May is a month that takes me by surprise every single year. I’m starting to at least attempt to watch out for it with all its celebrations, and yet, still I am stunned by the madness. When you only have one child for ten years, her birthday becomes something of an intense time. Oh forget it, anyone who knows me knows that I enjoy celebrating birthdays. Even if I had five kids I bet I’d still make a big deal out of them! So there’s Liv’s birthday followed very quickly by Mother’s Day. We have lots of beloved mothers around here, including Livia’s birthmom and birthgrandma. I recently learned the Saturday before Mother’s Day Sunday is called Birthmother’s Day, but really? I can’t compete in all this. It’s so much! Because we love Liv’s first family we’ve always send them photos this time of year anyhow—see, celebrated! And then there’s Mother’s Day. And then there’s the Monday after Mother’s Day which is…
Silence.
Ah.
School is still in session. I can get out my bible and sit in the quiet of the morning, all by myself. Eventually I move on to the computer and the dog and the gerbils and greet my husband, too. Monday after Mother’s Day? I like you a lot.
Last Days of Nine
We were having a serious moment yesterday. One where I took Liv by the hand and apologized for some of my poor behavior. It was like I was having two conversations at once, though. There was the intentional and outward dialogue with Livia and there was another internal voice that was in awe of how beautiful she looked. Her hazel eyes reflected the smallest amount of sunlight streaming into my office and she was just amazing to look at. We wrapped up our talk, with Liv, as always, being more gracious in forgiveness than I deserve, and I pulled out my camera.

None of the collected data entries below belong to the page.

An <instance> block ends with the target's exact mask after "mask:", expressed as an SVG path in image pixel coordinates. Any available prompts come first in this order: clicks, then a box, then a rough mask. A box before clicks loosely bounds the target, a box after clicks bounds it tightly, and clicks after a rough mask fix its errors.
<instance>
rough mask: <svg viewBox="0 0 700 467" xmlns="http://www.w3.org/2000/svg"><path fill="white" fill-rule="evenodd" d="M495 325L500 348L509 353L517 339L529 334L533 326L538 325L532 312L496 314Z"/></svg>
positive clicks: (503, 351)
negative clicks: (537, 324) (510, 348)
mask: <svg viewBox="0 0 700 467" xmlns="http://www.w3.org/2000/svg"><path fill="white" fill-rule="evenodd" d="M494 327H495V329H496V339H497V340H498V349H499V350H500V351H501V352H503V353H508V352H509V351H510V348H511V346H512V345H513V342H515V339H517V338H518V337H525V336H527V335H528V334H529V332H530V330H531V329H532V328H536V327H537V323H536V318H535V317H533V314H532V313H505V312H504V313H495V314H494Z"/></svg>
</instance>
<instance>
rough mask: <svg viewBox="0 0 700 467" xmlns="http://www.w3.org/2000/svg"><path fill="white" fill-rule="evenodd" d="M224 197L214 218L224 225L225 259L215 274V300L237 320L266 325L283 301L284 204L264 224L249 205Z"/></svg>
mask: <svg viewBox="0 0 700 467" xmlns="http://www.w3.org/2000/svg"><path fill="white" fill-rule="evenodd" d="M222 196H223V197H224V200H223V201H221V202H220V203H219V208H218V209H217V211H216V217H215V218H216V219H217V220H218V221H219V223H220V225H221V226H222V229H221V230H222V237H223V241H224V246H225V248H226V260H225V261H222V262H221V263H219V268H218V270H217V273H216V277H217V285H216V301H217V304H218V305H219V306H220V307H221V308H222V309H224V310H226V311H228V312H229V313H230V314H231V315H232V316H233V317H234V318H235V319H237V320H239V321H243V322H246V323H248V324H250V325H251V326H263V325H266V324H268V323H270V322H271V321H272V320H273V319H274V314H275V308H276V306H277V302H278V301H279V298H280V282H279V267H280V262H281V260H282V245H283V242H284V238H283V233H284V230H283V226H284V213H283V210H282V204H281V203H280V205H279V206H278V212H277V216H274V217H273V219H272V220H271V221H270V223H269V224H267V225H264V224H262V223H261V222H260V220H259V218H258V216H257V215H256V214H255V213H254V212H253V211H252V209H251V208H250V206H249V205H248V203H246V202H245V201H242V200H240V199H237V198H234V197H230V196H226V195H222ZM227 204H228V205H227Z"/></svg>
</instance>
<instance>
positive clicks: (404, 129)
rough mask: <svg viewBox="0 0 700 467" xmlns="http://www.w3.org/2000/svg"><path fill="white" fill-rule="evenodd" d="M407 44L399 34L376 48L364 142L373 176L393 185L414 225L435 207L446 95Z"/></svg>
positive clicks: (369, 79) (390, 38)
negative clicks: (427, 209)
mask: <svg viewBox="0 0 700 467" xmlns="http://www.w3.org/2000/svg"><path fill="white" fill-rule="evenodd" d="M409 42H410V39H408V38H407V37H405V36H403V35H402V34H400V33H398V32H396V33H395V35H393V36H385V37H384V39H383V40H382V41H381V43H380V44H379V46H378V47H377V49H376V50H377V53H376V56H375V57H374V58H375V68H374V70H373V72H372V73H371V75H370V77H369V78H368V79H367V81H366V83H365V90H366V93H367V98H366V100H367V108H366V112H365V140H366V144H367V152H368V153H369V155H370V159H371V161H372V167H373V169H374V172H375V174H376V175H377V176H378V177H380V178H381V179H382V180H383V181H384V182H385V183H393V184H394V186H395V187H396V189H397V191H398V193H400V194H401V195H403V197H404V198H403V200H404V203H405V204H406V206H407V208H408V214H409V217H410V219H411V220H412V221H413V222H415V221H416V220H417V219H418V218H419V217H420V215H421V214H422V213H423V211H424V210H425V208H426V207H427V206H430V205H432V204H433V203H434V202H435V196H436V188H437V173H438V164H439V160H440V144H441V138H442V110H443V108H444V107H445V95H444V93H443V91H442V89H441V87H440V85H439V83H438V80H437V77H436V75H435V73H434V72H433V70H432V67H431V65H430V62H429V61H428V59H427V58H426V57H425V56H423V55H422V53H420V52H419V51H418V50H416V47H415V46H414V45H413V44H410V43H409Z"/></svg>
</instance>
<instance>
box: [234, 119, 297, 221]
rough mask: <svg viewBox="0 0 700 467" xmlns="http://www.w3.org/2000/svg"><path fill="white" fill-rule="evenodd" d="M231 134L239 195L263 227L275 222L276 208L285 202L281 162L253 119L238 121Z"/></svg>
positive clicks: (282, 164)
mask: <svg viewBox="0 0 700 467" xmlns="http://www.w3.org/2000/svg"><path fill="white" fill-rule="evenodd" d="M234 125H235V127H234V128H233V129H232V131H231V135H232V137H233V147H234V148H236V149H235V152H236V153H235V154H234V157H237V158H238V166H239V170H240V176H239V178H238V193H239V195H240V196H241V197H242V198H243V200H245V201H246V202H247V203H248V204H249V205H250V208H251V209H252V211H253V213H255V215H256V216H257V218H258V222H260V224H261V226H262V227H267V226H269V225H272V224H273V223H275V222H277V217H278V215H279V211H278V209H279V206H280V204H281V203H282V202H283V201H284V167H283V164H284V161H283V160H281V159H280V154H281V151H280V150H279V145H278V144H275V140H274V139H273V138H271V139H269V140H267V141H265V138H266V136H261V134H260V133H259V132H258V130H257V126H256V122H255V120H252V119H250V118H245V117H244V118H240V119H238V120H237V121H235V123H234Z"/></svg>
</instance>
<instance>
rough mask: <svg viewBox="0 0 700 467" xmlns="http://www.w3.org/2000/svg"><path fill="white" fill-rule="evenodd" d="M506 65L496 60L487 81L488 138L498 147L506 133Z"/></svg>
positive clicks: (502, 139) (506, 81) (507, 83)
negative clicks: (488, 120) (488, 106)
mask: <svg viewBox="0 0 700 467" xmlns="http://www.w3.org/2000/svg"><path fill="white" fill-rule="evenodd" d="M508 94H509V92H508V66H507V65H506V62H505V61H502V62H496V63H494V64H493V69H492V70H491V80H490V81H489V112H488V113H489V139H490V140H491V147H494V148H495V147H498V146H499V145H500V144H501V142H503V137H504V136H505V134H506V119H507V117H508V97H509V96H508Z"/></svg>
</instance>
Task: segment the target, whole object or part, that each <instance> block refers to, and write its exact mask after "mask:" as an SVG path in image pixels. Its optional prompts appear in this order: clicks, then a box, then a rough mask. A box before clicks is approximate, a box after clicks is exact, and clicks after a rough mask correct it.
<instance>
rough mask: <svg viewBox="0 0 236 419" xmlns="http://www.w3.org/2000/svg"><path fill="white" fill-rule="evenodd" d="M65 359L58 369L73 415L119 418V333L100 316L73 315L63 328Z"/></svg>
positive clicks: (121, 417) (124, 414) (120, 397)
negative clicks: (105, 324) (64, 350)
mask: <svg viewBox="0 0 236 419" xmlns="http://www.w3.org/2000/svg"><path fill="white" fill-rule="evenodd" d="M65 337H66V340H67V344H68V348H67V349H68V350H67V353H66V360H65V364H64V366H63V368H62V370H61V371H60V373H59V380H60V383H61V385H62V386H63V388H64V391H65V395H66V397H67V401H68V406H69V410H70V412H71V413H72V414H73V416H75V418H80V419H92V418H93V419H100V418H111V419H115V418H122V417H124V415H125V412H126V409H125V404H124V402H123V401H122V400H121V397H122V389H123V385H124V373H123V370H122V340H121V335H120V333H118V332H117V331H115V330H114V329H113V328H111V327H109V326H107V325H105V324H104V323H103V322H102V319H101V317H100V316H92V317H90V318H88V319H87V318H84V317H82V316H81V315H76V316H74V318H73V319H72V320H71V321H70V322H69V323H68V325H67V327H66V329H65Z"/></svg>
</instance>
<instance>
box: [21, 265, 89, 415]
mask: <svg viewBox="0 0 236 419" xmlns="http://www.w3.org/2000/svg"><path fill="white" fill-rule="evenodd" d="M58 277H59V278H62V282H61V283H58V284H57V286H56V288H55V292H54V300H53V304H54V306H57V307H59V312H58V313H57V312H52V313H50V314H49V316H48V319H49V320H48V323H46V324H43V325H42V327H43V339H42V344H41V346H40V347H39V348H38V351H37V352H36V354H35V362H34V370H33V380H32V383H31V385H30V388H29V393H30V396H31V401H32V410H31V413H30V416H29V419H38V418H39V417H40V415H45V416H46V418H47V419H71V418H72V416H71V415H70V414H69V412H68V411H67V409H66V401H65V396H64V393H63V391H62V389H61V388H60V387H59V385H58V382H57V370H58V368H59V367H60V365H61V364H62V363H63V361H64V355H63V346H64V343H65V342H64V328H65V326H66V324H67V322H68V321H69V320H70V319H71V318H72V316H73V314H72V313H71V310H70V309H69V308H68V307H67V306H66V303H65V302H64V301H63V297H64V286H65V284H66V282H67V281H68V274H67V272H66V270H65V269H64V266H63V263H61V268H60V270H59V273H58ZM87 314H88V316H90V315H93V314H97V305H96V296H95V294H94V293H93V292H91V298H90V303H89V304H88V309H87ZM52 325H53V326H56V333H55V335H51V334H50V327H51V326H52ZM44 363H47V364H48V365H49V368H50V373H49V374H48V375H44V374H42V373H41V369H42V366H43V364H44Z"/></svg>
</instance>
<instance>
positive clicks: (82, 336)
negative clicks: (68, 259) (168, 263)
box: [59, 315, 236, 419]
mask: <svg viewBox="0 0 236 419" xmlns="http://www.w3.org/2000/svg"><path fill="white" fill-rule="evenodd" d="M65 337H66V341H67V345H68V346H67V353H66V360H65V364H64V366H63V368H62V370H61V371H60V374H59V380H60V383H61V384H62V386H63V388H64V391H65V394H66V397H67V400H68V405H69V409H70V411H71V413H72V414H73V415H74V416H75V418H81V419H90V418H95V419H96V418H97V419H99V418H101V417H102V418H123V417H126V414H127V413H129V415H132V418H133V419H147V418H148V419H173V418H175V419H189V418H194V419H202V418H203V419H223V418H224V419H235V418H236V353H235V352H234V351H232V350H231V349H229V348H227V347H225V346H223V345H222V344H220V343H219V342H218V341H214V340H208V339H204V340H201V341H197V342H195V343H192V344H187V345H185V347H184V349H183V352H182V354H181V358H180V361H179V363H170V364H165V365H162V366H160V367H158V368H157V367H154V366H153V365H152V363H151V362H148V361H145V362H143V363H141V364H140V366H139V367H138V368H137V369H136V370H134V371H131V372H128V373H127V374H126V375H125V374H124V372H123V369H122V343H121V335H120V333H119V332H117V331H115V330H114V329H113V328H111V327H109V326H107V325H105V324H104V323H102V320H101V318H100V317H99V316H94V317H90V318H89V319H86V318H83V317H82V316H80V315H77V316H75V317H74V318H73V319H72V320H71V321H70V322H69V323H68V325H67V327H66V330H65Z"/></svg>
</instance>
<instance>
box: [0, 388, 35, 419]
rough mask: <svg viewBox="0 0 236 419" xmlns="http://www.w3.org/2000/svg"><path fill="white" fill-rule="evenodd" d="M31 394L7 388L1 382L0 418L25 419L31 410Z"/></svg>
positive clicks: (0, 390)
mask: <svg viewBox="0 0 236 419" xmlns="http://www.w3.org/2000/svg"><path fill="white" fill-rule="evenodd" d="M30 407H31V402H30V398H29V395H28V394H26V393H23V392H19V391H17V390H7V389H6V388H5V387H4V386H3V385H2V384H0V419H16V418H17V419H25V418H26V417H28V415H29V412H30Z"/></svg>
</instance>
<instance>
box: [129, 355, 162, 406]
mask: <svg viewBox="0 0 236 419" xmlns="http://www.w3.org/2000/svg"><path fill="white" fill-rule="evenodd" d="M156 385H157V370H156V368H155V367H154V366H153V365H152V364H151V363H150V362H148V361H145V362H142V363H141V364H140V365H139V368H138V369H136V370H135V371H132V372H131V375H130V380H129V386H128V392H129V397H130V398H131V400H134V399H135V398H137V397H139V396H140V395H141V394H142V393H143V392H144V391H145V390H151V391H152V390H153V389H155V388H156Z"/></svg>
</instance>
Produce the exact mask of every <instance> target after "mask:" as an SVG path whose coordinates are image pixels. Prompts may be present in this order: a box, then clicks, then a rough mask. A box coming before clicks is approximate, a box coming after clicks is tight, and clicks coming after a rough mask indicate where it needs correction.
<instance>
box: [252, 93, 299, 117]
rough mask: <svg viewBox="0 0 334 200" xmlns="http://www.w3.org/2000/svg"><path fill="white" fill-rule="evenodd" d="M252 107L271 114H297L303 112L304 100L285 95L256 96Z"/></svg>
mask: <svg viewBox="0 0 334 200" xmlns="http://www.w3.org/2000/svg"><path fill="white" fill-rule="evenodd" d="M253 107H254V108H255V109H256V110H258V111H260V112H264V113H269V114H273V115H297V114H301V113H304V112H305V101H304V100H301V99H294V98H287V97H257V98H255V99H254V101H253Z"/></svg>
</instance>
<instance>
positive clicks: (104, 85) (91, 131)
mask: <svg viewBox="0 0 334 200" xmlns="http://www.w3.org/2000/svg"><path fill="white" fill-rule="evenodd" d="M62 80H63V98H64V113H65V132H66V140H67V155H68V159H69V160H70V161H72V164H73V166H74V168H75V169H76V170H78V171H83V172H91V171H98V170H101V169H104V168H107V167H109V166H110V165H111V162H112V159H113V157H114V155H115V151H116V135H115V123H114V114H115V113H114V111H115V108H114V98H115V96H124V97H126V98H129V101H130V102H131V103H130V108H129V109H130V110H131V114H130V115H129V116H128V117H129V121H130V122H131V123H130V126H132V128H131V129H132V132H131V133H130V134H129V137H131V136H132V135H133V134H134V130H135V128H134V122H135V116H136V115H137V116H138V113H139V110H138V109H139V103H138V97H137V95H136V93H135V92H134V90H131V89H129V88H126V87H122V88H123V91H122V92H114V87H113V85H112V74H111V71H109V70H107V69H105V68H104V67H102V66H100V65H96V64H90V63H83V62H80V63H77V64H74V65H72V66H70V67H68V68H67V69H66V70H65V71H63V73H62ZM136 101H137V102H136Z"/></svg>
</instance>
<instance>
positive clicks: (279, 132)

The images above are not from that moment, but they illustrate so much of this time in our lives, these fleeting moments of being nine years old and all that entails. I’m starting to understand the term “tween” because we are so so close the the maturity and adventure of the teen years and yet so far away at the same time. We vacillate between the pull of growing up and the desire to stay little and close to mom’s side. For days on end I will be amazed at the growth and quick “yes ma’ams” and the way this or that chore gets done right away, and then I’ll be a little stunned by an outburst reminiscent of what we saw at age three. Are we “in between” right now? Yes, for sure. And no, not so much. Nine has been incredible. This age is fantastic and life is more fun than ever. Ten? Bring it on. I can’t wait to see what another year brings.
And This Face, Too!
Oh my goodness, these Morehead kids! When I come across a shot like this in the archives I can’t help but post it, snotty nose and all. Young Ian, I love you and your sweet heart.